The crystallinity of HAP has been shown to correlate with the metal ion adsorption behavior. Stötzel et al. [24] and Rosskopfová et al. [19] showed that highly crystalline HAP particles, which were calcined at elevated temperatures of 700–1000 °C, had a lower adsorption capacity than low-level crystalline HAP particles. In this study, however, HAP particles calcined at 200 and 900 °C exhibited the same adsorption performance, indicating the absence of a correlation between crystallinity and Sr2+ adsorption.

Tricalcium phosphate (Ca3(PO4)2, TCP) exhibits Sr2+ adsorption with a lower activity than HAP [25]. TCP does not show an apatite structure and the Sr2+ is thought to enter the heterogeneous structure of TCP with chemical reactions.

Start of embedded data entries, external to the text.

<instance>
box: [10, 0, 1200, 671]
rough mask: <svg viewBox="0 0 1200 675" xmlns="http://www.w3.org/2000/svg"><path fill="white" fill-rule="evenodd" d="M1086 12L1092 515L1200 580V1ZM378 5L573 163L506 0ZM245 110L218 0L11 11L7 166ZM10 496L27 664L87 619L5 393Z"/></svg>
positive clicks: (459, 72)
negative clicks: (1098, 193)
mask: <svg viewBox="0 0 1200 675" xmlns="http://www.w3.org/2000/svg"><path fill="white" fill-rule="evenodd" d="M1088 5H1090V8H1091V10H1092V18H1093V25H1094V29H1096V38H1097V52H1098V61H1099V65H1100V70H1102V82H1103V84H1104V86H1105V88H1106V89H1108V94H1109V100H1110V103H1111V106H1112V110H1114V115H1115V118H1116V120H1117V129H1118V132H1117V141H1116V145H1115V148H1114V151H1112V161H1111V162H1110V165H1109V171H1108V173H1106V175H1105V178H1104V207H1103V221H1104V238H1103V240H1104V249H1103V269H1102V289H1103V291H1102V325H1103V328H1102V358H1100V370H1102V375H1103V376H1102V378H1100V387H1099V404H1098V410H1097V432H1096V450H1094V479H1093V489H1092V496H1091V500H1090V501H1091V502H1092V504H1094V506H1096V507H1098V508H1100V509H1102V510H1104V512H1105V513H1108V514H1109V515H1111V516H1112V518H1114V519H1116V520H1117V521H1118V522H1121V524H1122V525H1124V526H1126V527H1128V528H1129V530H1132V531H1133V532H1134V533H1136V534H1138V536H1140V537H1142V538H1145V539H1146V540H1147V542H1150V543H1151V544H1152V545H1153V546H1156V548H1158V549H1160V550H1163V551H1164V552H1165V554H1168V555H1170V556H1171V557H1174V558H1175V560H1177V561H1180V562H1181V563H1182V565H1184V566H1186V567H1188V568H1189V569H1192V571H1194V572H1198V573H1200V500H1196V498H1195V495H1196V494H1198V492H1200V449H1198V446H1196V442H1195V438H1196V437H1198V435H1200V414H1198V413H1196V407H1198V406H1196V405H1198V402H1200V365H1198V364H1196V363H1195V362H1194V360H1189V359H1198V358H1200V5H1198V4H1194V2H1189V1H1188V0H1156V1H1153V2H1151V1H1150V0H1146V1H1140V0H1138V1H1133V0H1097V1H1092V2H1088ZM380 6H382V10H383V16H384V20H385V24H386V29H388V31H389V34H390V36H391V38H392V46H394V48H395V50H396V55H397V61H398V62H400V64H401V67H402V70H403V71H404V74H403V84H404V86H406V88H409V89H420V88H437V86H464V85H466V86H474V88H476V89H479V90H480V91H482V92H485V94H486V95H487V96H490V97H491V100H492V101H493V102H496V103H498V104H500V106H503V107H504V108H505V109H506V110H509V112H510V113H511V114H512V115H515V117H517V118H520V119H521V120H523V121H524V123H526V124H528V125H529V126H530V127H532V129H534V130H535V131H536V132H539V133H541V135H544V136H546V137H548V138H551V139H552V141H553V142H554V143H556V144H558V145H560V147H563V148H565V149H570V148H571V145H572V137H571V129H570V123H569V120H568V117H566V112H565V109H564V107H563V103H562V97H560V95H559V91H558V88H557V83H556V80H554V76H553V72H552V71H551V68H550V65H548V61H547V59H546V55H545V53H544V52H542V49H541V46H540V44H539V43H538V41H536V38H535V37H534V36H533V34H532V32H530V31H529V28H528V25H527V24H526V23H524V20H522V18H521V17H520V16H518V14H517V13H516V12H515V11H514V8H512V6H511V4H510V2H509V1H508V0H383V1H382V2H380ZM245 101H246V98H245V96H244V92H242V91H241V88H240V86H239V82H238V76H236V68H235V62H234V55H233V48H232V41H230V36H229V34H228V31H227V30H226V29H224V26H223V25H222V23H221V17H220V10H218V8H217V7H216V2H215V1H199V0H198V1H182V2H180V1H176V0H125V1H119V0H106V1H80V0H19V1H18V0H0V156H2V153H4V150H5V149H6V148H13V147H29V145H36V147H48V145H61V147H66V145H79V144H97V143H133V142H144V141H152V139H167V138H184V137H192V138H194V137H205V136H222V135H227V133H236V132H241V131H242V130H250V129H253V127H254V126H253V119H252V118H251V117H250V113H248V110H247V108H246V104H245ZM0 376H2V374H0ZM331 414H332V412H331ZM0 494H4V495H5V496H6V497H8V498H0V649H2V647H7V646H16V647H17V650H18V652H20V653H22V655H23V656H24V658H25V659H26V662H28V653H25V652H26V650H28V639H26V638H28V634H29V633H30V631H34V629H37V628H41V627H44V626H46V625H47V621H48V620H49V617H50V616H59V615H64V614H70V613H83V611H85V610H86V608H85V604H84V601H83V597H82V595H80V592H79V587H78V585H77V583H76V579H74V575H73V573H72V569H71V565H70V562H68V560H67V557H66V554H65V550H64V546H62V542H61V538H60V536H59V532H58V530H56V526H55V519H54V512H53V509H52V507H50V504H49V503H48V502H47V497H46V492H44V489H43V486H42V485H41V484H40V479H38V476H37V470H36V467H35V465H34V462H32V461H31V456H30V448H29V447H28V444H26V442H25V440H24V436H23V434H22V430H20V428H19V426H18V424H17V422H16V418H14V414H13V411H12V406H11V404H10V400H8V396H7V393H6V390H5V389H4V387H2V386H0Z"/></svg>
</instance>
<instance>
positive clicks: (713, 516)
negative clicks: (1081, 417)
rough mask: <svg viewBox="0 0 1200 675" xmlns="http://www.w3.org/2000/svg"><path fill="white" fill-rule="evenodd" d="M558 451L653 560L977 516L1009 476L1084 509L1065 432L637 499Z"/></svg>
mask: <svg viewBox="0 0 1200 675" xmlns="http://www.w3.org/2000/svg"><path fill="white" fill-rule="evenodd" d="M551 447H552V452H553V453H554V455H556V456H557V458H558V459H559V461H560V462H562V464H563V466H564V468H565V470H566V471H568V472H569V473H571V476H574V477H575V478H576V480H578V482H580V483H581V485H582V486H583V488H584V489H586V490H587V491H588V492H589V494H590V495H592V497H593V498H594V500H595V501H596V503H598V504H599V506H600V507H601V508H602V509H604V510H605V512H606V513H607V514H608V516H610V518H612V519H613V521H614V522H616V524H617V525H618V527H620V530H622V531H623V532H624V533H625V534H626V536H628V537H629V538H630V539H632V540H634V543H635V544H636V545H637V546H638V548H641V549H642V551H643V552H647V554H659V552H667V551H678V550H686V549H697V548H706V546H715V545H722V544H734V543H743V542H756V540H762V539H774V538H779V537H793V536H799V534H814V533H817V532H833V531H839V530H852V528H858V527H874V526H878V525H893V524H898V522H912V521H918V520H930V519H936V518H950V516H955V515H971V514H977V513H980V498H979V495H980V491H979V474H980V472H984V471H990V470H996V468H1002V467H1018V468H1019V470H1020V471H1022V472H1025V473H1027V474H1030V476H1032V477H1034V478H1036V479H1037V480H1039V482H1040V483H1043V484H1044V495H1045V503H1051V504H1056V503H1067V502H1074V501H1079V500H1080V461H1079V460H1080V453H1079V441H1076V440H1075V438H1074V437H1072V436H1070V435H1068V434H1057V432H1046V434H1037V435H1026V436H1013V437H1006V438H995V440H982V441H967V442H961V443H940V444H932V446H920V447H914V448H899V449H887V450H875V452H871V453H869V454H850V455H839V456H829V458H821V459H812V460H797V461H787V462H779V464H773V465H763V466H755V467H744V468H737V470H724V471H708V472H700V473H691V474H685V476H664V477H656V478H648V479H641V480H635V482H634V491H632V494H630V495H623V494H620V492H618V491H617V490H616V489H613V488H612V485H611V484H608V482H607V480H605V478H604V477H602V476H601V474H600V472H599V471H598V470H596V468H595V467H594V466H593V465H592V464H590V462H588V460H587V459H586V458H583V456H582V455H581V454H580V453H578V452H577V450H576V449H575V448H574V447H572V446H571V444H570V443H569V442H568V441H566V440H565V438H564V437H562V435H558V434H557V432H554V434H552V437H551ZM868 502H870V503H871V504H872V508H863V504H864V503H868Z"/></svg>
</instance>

We tested 9 kinds of TCP with different particle sizes, which were prepared by calcination at different temperatures (200–1250 °C). TCPs calcined at higher temperatures showed a moderate Sr2+ adsorption behavior. However, no Sr2+ adsorption was observed on TCPs calcined at a lower temperature (200 °C).

Another factor influencing Sr2+ adsorption is the presence of competing cations. Sr is an alkaline-earth metal element and it behaves similarly to Ca, Mg, and Ba. Smičiklas et al. [26] reported the effect of alkaline-earth metal ions (Ca2+ and Mg2+) and alkaline metal ions (Na+ and K+) on Sr2+ adsorption onto HAP using the batch method. Competing cations decreased by 60–70 % on Sr2+ adsorption. Natural samples contain large quantities of Na+, K+, and Ca2+. The separation of tracer amounts of 90Sr from these cations is particularly important. In our study, Mg2+ had little effect on the removal of 90Sr. The adsorption of 90Sr was not influenced in the presence of 1 mmol L−1 Ca2+. It decreased by 20 % with an increase of Ca2+ to 10 mmol L−1. The average amount of Ca2+ in natural water is 15–20 mg L−1 (0.375–0.5 mmol L−1) in Japan [27]. In some areas of Europe, the Ca2+ level in natural water is several times higher than that in Japan, but does not exceed 10 mmol L−1 [28]. Taken together, the present HAP column technique is useful to remove 90Sr from the wastewater as well as natural water in the environment.

Conclusion

In this study, we developed a system to remove strontium from aqueous solution with an HAP column procedure. Divalent competing cations, Ca2+, had little effect on the removal of 90Sr. Our system may be useful to remove 90Sr from wastewater.